Op grond van hetgeen uit de klachtstukken en de mondelinge behandeling van de klacht naar voren is gekomen, moet worden uitgegaan van de navolgende tussen hen vaststaande feiten.
3.1 Klaagster, en namen zijn ingevolge testament de gezamenlijke erfgenamen van erflater [naam] (sr.), overleden op 6 mei 2000. De erfgenamen [naam] en (jr.) zijn respectievelijk de dochter en zoon van erflater.
3.2 [naam] en jr., verder ook te noemen de overige erfgenamen, hebben de nalatenschap beneficiair aanvaard en hebben de notaris verzocht de nalatenschap af te wikkelen, waartoe zij in juni 2000 een volmacht aan hem hebben verstrekt onder meer om hen te vertegenwoordigen speciaal ter zake van de overdracht van de assurantie-, financierings-, hypotheken- en beleggingsporteuille, behorende tot de nalatenschap en een ander voor zodanige bedragen, onder zodanige bedingen en aan zodanige personen als de gevolmachtigde -de notaris- raadzaam zal achten.
3.3 De notaris heeft bij brief van 5 oktober 2000 de ABN-Amrobank namens de overige erfgenamen verzocht om, voor zover door die bank mutaties in de effectenportefeuille worden geadviseerd, deze mutaties daadwerkelijk te effectueren en tevens verzocht om voor opheffing van de debetstanden van erflater zorg te dragen.
Uitsluitend tot dit laatste is de bank overgegaan middels verkoop op 6 oktober 2000 van een deel van de effecten, groot f. 88.500,--.
3.4 Vanwege de gestage waardevermindering van de effectenportefeuille heeft klaagster de notaris herhaaldelijk verzocht deze te verkopen, waartoe klaagster bij brief van 2 april 2001 de notaris heeft toegezonden een kopie van haar brief aan de ABN-Amrobank van 12 september 2000, waarin zij de bank toestemming had verleend tot verkoop van de effecten.
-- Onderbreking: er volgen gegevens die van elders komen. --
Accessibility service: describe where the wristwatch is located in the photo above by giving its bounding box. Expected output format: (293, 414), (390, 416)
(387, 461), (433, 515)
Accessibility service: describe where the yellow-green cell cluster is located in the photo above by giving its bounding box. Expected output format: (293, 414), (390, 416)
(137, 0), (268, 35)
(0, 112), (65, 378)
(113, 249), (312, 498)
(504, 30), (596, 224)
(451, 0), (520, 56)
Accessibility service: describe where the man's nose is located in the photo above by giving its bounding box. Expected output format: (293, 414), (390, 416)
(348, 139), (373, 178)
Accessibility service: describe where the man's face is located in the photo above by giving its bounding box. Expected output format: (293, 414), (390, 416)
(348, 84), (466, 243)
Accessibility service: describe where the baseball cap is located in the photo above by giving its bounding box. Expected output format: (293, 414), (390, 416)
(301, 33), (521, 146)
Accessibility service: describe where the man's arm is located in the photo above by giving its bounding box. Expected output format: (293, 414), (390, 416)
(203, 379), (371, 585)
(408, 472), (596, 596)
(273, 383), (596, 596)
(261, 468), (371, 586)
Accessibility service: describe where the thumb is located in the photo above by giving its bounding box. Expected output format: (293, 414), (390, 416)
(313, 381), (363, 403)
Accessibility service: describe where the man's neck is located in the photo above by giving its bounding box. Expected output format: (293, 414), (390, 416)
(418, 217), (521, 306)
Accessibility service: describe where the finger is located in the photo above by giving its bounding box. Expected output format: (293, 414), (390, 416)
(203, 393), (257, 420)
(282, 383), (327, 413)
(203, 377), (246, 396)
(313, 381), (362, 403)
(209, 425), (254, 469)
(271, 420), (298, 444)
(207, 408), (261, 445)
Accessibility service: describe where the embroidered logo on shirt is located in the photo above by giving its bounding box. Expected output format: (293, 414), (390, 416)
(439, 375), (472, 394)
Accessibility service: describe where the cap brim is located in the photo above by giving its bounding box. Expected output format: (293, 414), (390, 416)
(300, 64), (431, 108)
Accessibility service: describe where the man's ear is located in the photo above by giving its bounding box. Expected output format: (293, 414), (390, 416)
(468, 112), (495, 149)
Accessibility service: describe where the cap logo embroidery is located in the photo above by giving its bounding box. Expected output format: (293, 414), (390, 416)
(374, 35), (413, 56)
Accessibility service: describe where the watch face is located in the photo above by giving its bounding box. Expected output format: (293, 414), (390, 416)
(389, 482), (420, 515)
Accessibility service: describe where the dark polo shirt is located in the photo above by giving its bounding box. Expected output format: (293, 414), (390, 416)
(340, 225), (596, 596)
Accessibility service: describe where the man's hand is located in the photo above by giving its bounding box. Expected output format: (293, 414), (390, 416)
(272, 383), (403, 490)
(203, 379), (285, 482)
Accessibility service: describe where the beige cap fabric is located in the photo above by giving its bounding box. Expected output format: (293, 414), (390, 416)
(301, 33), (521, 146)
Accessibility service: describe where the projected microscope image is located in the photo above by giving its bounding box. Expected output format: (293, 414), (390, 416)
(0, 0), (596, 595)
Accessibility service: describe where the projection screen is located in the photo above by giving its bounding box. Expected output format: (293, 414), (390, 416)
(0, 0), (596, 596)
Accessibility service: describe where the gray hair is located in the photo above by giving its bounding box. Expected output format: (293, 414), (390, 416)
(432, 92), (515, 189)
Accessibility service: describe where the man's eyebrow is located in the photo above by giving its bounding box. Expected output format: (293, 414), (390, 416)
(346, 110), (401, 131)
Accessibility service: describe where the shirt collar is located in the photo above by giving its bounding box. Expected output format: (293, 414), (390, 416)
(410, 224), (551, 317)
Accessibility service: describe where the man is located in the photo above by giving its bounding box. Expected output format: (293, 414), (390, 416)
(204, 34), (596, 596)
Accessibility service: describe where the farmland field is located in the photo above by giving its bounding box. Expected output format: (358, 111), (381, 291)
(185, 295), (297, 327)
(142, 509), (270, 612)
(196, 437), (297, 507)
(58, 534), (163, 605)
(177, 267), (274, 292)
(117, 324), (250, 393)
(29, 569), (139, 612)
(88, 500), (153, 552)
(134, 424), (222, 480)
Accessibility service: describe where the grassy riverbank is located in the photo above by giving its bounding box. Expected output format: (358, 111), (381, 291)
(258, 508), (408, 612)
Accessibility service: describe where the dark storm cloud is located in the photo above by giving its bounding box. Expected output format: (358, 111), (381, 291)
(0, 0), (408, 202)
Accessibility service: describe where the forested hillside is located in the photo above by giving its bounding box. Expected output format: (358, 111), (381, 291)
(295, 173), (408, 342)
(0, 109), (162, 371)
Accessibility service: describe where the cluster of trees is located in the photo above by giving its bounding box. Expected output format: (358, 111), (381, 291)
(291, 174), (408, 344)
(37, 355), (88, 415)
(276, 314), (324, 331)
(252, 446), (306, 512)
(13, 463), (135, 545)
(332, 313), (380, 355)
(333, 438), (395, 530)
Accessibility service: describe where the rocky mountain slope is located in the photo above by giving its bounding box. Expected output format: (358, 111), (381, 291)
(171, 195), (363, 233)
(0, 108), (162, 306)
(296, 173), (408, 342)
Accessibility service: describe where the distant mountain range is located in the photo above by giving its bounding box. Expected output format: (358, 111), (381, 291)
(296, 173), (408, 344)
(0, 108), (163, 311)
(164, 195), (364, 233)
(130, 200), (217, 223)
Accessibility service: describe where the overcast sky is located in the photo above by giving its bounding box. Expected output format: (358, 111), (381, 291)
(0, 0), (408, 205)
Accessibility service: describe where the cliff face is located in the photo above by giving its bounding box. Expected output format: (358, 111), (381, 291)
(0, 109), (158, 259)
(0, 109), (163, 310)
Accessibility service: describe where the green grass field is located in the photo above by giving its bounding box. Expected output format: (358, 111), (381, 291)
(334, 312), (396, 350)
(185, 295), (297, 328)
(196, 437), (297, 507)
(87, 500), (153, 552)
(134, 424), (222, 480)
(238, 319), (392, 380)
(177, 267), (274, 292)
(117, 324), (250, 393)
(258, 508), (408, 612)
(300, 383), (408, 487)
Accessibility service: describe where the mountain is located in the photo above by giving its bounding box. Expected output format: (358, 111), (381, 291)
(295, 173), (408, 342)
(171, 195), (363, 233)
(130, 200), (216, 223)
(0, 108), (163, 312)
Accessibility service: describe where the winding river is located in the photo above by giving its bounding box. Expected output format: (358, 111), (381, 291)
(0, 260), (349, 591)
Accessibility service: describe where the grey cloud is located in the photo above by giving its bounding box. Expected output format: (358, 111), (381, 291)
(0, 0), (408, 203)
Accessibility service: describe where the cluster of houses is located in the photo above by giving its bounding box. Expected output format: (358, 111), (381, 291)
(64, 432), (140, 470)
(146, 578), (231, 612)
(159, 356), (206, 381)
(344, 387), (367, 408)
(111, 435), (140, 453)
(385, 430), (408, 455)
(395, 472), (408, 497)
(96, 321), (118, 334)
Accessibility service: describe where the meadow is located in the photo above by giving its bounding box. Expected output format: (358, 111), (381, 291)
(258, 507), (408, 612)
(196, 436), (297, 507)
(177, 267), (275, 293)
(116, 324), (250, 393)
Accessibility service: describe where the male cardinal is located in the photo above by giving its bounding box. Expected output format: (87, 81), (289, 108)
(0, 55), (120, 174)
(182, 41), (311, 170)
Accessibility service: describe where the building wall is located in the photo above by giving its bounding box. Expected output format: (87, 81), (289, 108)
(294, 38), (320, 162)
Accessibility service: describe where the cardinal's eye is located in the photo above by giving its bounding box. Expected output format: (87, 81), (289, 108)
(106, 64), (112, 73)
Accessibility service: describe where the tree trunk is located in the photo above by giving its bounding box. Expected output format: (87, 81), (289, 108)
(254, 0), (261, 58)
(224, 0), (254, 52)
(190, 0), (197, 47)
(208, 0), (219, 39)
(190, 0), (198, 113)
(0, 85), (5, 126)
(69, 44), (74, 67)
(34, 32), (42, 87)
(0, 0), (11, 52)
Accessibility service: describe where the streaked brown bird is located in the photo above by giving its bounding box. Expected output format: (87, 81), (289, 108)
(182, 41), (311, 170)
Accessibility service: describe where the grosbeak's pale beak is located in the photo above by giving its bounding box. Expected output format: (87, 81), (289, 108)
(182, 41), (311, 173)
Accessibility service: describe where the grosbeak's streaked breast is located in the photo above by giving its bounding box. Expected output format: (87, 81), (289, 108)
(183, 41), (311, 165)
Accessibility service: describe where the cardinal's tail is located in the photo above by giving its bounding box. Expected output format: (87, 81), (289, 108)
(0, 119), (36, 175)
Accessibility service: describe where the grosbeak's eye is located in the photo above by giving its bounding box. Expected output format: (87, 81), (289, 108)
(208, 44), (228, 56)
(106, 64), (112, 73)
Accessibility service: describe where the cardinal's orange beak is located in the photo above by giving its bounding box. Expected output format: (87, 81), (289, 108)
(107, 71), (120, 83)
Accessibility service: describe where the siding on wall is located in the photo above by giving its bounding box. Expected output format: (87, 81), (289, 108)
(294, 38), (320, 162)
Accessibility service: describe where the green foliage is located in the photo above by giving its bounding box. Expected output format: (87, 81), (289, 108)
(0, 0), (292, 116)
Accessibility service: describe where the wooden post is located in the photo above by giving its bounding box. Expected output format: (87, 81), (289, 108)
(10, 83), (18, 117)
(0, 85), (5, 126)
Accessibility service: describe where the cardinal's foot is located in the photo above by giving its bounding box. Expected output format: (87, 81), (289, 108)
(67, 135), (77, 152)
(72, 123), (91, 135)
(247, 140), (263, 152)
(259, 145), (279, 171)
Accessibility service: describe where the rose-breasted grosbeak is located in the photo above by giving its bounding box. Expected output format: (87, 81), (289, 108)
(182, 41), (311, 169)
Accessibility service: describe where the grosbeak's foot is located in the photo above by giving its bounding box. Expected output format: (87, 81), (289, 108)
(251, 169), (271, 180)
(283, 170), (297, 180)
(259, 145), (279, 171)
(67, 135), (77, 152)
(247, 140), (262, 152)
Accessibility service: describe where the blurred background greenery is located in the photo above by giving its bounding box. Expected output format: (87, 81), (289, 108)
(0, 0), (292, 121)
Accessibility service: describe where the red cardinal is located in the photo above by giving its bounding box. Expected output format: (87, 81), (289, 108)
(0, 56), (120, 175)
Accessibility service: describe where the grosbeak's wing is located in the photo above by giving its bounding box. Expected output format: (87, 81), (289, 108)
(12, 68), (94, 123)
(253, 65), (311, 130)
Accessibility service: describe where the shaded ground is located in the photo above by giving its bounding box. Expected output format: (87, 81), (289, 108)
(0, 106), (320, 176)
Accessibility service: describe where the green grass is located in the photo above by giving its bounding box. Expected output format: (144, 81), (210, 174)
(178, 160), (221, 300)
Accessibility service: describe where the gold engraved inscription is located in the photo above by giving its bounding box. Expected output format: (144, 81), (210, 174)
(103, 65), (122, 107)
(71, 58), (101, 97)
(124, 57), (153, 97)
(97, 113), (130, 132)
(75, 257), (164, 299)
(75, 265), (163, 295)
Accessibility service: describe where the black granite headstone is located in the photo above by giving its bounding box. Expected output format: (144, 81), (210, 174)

3.5 De notaris is niet tot die verkoop overgegaan op grond van zijn standpunt dat daarvoor de toestemming van de overige erfgenamen ontbrak.
3.6 Deze erfgenamen hebben bij brief van 24 september 2001 naar aanleiding van een bijeenkomst met klaagster de notaris bericht dat zij, na overleg over wat te doen met de aandelen, van mening zijn dat de meest verstandige oplossing is om de aandelen te laten staan zoals deze nu zijn en dat zij het er ook over eens zijn de aandelen te willen verkopen tegen de tijd dat deze weer gestegen zijn, zodat deze dan alsnog verdeeld kunnen worden.
3.7 Bij akte van 27 juni 2002 verleden door de notaris is de nalatenschap tussen erfgenamen verdeeld, waarbij aan hen (onder meer.) de effectenportefeuille ieder voor 1/3 aandeel is toebedeeld .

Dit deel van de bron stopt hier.